There is no white book, extreme programming book, that's the template for here's how you switch from a fully on-site organization to a remote organization in a week. That book did not exist. But if you have an Agile mindset, you figure out what you need to very well do to get there. You know what things are important. You focus on how do I make these changes. And you realize that what you're doing week one is not going to be the best answer. And you can evolve and adapt over the course of time, try new things out, and go through this whole do something, sense, see what the world's like, change, and shift notion. That's what leads you through it. And I think that's what led us through it and allowed us to adapt as quickly as we did.
Again, the philosophy is what counts in being able to react to that kind of uncertainty and the uncertainty we'll have coming out of COVID. Because we don't really what the path out of COVID looks like. It's going to be a hell of a lot nicer than the path going in. We're pretty sure of that. But exactly what happens, what timescales, what kinds of things open up when, what kind of shucks we might have from variants, and all the rest of it, we don't know. And that uncertainty is still going to be present. And again, what's key is that notion of we don't know the answers, but we are confident we can have a way to discover them, by reacting to it in an appropriate] way.
Jim Highsmith:
In biology, there's a term called punctuated equilibrium. And a punctuated equilibrium is when something major happens. And so the meteor strike that led to the demise of the dinosaurs and the rise of mammals is a punctuated equilibrium. And I think COVID is probably similar to that in terms of there's two strategies that will allow survival after a punctuated equilibrium. One is luck. If you are in the Amazon business of ordering online and delivering, your luck is good. If you're in an airline business, you're luck is bad. And there's nothing the airline can do to overcome that, except time and losing a lot of money. And so luck is part of it.
But for example, why did the mammal succeed where the dinosaurs didn't? It was because they were more adaptable. They could adapt to colder climates, and so that adaptability is why the mammals survived and thrived. And so there's going to be the same kind of thing in big organizations and organizations, actually small ones too, like small restaurants. Part of it is luck, restaurants were unlucky. But they still adapted fairly quickly to certain kinds of things. You got restaurants with bubbles now outside. So even though you're enclosed in this bubble, and the airflow in that bubble is really terrible, you're still outside, right?

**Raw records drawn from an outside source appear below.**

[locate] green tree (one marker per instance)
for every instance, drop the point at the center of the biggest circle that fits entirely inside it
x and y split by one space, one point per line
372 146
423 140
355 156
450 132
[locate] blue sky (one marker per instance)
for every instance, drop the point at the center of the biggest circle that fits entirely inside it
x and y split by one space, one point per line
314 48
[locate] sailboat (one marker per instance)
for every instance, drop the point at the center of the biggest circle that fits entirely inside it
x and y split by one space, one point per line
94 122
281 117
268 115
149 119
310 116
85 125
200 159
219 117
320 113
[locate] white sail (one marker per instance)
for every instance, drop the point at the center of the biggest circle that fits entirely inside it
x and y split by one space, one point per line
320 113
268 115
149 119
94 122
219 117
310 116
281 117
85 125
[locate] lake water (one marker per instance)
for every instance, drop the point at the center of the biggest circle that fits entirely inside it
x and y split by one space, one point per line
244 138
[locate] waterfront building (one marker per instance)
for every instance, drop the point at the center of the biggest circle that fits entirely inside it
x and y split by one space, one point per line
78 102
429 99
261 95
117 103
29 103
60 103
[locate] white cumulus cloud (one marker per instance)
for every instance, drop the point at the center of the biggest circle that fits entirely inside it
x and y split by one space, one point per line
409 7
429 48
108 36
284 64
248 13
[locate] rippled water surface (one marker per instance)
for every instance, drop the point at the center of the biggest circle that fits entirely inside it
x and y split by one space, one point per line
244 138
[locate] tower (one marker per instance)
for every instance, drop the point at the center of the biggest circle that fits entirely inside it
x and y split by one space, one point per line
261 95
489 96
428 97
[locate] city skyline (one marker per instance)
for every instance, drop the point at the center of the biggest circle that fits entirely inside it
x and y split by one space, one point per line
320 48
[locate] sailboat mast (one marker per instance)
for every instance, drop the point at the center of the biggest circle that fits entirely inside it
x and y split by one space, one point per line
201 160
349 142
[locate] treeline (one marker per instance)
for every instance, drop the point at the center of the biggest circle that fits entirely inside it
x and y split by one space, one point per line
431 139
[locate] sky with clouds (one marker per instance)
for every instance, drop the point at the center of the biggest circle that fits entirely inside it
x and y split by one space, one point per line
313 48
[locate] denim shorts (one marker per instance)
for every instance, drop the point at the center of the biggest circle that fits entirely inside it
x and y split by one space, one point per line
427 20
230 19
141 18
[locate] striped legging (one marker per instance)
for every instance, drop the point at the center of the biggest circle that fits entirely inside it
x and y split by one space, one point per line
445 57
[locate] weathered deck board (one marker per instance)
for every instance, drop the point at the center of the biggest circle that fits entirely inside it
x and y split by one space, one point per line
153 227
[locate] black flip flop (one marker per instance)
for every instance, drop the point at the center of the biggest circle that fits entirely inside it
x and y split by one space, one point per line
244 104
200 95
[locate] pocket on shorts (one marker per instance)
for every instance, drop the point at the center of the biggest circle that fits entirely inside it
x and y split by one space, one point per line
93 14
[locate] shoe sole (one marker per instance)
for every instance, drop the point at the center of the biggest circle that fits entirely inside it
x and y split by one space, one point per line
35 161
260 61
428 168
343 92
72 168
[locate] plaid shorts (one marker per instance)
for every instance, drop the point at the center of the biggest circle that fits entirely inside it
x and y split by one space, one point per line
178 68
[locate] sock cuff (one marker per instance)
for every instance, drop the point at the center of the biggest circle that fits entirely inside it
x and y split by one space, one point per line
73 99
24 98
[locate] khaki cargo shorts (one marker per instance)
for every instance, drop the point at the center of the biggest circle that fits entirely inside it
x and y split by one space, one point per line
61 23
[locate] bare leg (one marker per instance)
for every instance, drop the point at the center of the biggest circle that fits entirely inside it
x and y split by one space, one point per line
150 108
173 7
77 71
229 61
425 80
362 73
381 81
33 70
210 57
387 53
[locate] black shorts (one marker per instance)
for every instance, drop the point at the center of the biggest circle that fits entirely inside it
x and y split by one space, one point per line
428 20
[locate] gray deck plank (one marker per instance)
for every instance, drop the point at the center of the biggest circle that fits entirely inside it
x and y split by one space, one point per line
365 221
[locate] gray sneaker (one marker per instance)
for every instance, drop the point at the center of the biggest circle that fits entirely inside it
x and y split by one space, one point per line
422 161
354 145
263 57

And then big organizations, for example the travel industry, cruise ships have been hit really, really hard. So they're just trying to adapt to survive, whereas other companies that were... Like grocery stores, they're adapting to fulfill greatly enhanced needs, greatly enhanced demands. It strikes unevenly across industries, which is different than a lot of the changes we've seen in the past.
Alexey Bôas:
Well, this takes us to the end of the episode. Thank you very much, Tim and Martin, for joining. Thank you very much, Mike, and hope to talk to you next time. Thanks a lot.
Martin Fowler:
Thank you.
Mike Mason:
Thanks, Alexey. Thank you, Jim and Martin.